Information technology and telecommunications have become a vigorous part of everyday life (last year more than 31,000 Petabytes of data were exchanged). Companies today must appear on the web not only representing themselves, but also providing a range of services to its customers, to its partners and also to its employees.

From the strategic point of view, it is essential that the importance of information security is clear in the business mission, in order to protect corporate data.

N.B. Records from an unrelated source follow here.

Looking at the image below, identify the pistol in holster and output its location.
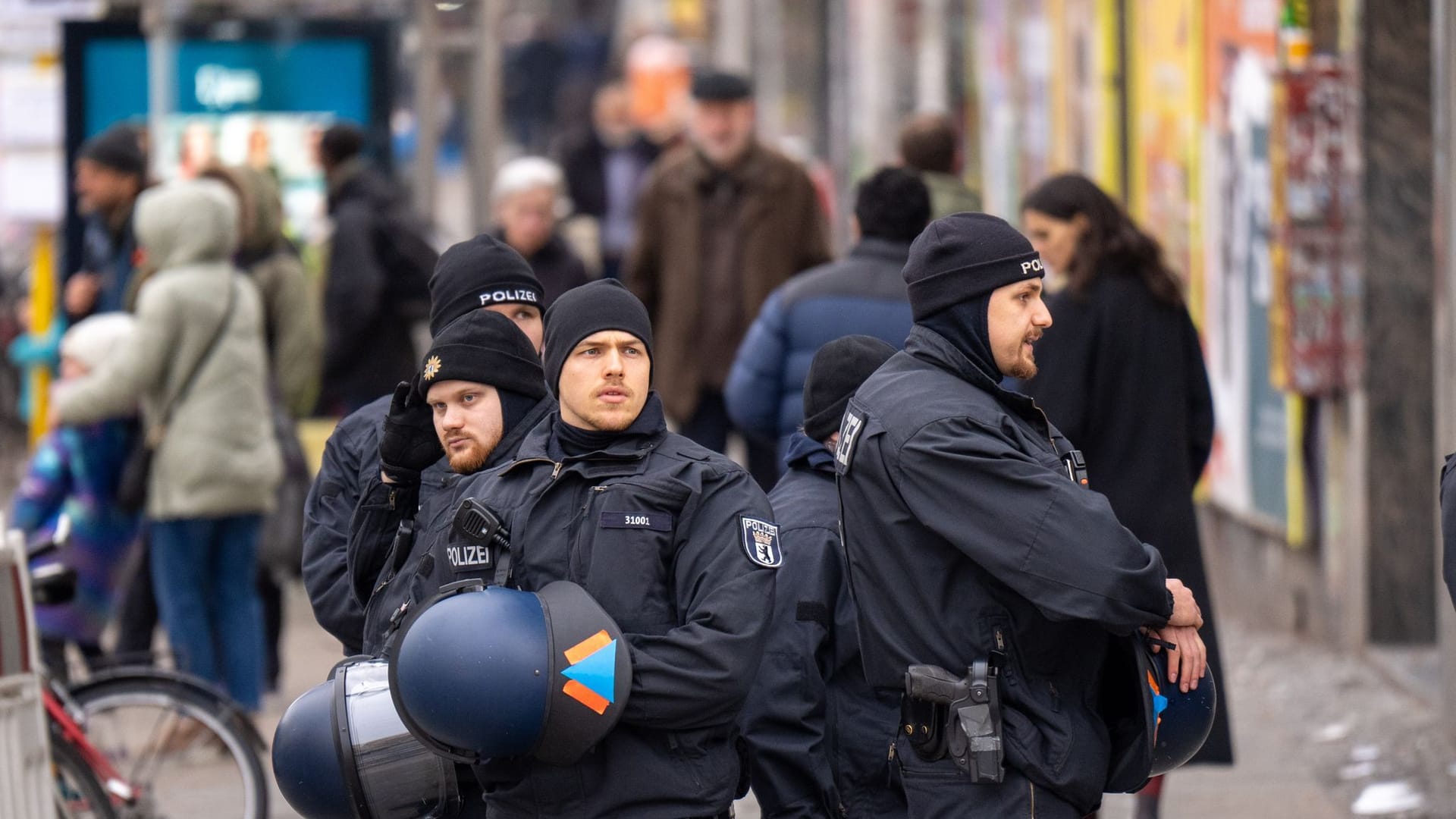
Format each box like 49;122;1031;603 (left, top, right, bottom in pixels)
900;661;1005;784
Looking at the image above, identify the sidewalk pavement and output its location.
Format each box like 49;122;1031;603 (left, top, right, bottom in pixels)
259;583;1456;819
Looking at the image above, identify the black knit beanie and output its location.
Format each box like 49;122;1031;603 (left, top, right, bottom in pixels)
902;213;1046;322
543;278;652;395
804;335;896;441
76;122;147;179
429;233;543;334
418;310;546;400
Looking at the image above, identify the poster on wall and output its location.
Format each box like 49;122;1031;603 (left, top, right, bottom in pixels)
1128;0;1203;287
1272;58;1360;398
1051;0;1121;194
1200;0;1288;526
64;22;393;267
973;0;1022;214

For years, companies have managed their IT business without having a clear concept of a well-structured policy in the security framework, nor even having defined procedures aimed at mitigating the risks of cyber-attacks. As long as profits were greater than the risks and attacks, having security procedures could seem like a waste of time (and money). But when cyber-crimes are increasing day by day, an attack is not only annoying but the company loses money and its image. The company is forced to take measures, and they are sometimes taken too late.

It is therefore necessary to have clear understanding of a company security policy. A policy is a principle that guides the decision-making process toward a goal.
It is clear that to achieve the goal of an effective and efficient business data secure exchange proper handling procedures are to be implemented.

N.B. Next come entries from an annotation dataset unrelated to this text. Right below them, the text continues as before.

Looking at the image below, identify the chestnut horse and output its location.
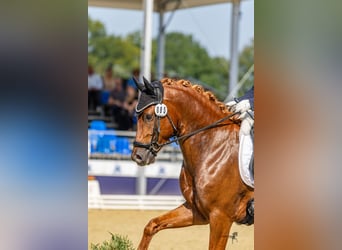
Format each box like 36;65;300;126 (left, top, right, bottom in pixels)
132;78;254;250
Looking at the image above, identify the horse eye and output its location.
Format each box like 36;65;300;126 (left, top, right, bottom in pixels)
145;114;153;122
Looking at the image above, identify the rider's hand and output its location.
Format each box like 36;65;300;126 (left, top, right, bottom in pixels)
232;100;251;114
226;101;236;112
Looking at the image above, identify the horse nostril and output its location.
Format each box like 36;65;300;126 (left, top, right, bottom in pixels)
132;153;142;162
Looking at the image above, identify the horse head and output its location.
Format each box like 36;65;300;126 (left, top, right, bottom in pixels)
131;78;176;166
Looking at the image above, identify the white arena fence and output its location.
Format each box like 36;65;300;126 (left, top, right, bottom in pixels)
88;130;184;210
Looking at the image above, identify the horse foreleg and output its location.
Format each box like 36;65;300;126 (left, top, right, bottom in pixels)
138;203;208;250
209;214;233;250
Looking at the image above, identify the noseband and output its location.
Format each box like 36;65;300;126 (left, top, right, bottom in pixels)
133;79;178;156
133;79;238;156
133;114;178;156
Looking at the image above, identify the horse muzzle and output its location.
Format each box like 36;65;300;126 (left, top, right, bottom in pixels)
131;147;156;166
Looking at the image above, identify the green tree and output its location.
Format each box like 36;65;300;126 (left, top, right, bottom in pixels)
88;17;254;100
239;41;254;96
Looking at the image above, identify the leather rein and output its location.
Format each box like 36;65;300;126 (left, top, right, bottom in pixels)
133;103;239;156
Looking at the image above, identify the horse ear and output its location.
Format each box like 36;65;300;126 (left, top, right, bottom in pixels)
143;77;154;93
133;76;145;91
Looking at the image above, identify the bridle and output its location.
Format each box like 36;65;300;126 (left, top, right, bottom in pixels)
133;79;239;156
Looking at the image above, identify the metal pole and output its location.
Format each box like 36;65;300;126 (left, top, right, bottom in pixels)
229;0;240;97
136;0;153;195
157;9;165;80
140;0;153;80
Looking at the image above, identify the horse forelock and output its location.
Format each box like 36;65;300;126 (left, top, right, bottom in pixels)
161;78;229;114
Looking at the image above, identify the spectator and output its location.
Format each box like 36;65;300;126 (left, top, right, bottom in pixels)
88;65;103;110
108;78;133;130
103;64;119;91
127;68;140;90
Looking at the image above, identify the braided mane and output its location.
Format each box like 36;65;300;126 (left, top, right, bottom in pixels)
160;78;229;114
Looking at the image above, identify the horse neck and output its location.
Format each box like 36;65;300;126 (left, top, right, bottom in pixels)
164;86;227;133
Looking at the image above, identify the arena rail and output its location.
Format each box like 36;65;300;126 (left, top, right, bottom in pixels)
88;195;184;210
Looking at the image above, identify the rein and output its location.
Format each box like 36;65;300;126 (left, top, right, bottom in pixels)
158;112;239;147
133;77;239;156
133;112;239;156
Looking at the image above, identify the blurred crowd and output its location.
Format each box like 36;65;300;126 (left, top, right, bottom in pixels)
88;64;139;130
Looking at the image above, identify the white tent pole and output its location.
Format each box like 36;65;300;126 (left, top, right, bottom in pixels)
228;0;240;97
140;0;153;80
136;0;153;195
157;9;165;79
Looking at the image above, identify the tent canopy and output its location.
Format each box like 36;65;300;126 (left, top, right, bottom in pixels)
88;0;236;12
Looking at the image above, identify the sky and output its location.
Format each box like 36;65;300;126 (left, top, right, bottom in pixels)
88;0;254;59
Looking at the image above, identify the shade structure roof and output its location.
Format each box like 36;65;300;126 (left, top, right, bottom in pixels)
88;0;237;12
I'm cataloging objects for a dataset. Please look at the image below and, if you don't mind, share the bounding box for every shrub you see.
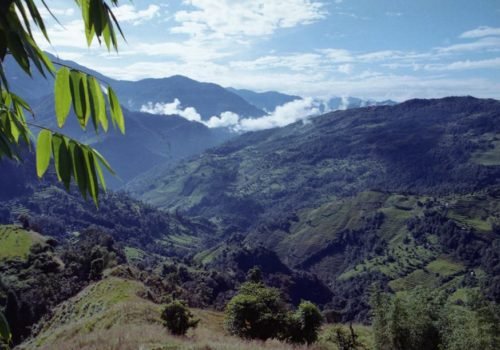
[325,324,366,350]
[224,282,286,340]
[161,300,200,335]
[283,301,323,344]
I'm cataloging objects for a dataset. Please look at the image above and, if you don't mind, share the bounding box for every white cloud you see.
[437,37,500,53]
[460,26,500,39]
[204,112,240,128]
[38,7,75,20]
[234,97,320,131]
[141,98,320,132]
[172,0,326,38]
[423,57,500,71]
[319,49,354,63]
[337,63,353,74]
[113,4,160,26]
[230,53,322,71]
[141,98,202,123]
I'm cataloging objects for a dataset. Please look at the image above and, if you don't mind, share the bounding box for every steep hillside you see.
[33,95,233,189]
[5,54,264,119]
[227,88,301,112]
[129,97,500,228]
[112,75,264,120]
[19,267,371,350]
[129,98,500,321]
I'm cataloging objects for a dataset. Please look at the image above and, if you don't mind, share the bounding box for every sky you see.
[38,0,500,102]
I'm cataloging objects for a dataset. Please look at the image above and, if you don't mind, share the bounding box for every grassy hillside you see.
[0,225,46,260]
[124,97,500,321]
[19,268,371,350]
[129,97,500,230]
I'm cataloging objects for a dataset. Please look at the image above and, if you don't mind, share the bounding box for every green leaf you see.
[70,70,90,129]
[36,129,52,177]
[52,134,73,190]
[54,67,71,128]
[108,86,125,134]
[82,147,99,206]
[88,76,108,131]
[7,31,31,75]
[94,155,106,192]
[0,312,11,344]
[94,149,115,175]
[69,140,87,199]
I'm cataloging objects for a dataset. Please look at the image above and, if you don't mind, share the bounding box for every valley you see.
[0,0,500,350]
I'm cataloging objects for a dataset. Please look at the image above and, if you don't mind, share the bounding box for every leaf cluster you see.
[161,300,200,335]
[224,282,323,344]
[0,0,125,205]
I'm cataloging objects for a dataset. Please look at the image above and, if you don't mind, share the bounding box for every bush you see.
[224,282,286,340]
[224,282,323,344]
[283,301,323,344]
[325,324,366,350]
[161,300,200,335]
[372,288,500,350]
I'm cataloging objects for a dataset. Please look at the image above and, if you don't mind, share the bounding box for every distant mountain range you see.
[5,56,396,188]
[128,97,500,321]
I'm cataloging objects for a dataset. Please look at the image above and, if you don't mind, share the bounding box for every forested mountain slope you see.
[129,97,500,227]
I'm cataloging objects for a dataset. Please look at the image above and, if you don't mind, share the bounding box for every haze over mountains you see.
[6,56,390,188]
[0,54,500,348]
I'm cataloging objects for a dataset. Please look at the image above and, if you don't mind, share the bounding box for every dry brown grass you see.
[18,277,369,350]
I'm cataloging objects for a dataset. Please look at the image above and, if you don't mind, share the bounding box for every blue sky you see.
[35,0,500,100]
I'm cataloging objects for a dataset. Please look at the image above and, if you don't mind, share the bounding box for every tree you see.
[284,300,323,345]
[0,0,125,343]
[0,0,125,205]
[326,324,366,350]
[161,300,200,335]
[224,282,287,340]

There’s not a minimum or a maximum number of policies and procedures. The complexity and the number of procedures depend on the risk acceptance and the business.
Security policies the most important (and often the most neglected) effective actions aimed at reducing the risk of a firm and it is the foundation to repelling attacks for the company. The problem is that companies often take into account unrelated procedures, perhaps by taking examples from web searches, which are not easily reconciled and are ill suited to business models. In the case where a company formulates and adopts IT security policies, some do so to comply with a legal requirement and then follow the correct procedures for policy implementation.

What is the correct way to create the right security policies? Firstly, you should check the regulatory environment in which we move and the type of data you want to protect. Another important fact is that the references to security policies are not just found from IT professionals who have to implement them, but from the whole company (e.g. from legal and HR). The rules must be:

  • Clear
  • Simple
  • Understandable
  • Achievable

by all employees and with the means at their disposal. A long security policy document with hundreds of points described in detail will be unenforceable (and incomprehensible). Security policies must be shared and approved even among non-IT professionals (legal offices, administrative), for which a leaner policy will be more manageable. Security policies need to explain the “why” there is need to protect, and the “how” will be handled by the procedures.
It is good to ask yourself a few questions when you approach writing a security policy:
Is this policy truly valuable to the pursuit of safety results?

  • Is the policy aligned with business goals?
  • Is it a few rules or is it more about a best practice?
  • Who should use this policy? (For who is this policy for?)
  • What level of detail do we want to give it?

Always remember that security policies should be subject to periodic review but especially remember to monitor them. If for some reason you do not get the desired results, it is possible that it is not because the policies were not followed, but rather because they are impractical or incorrect. Similarly, changes in the business goals policy may become obsolete, inadequate or exaggerated. It is good not to incorporate safety procedures in the policy because the former are more prone to revision and modification (for example, changing the version of the software or the operating system for a given service ) and should have a more streamlined approval process.

Today, managing the security of your IT infrastructure with robust policies and proper procedures should be considered “core” as much as the same business goals that manages this infrastructure. Every company is an entity in itself; it would be good to look at its own security policies with the same creativity and with the same force it takes for your business.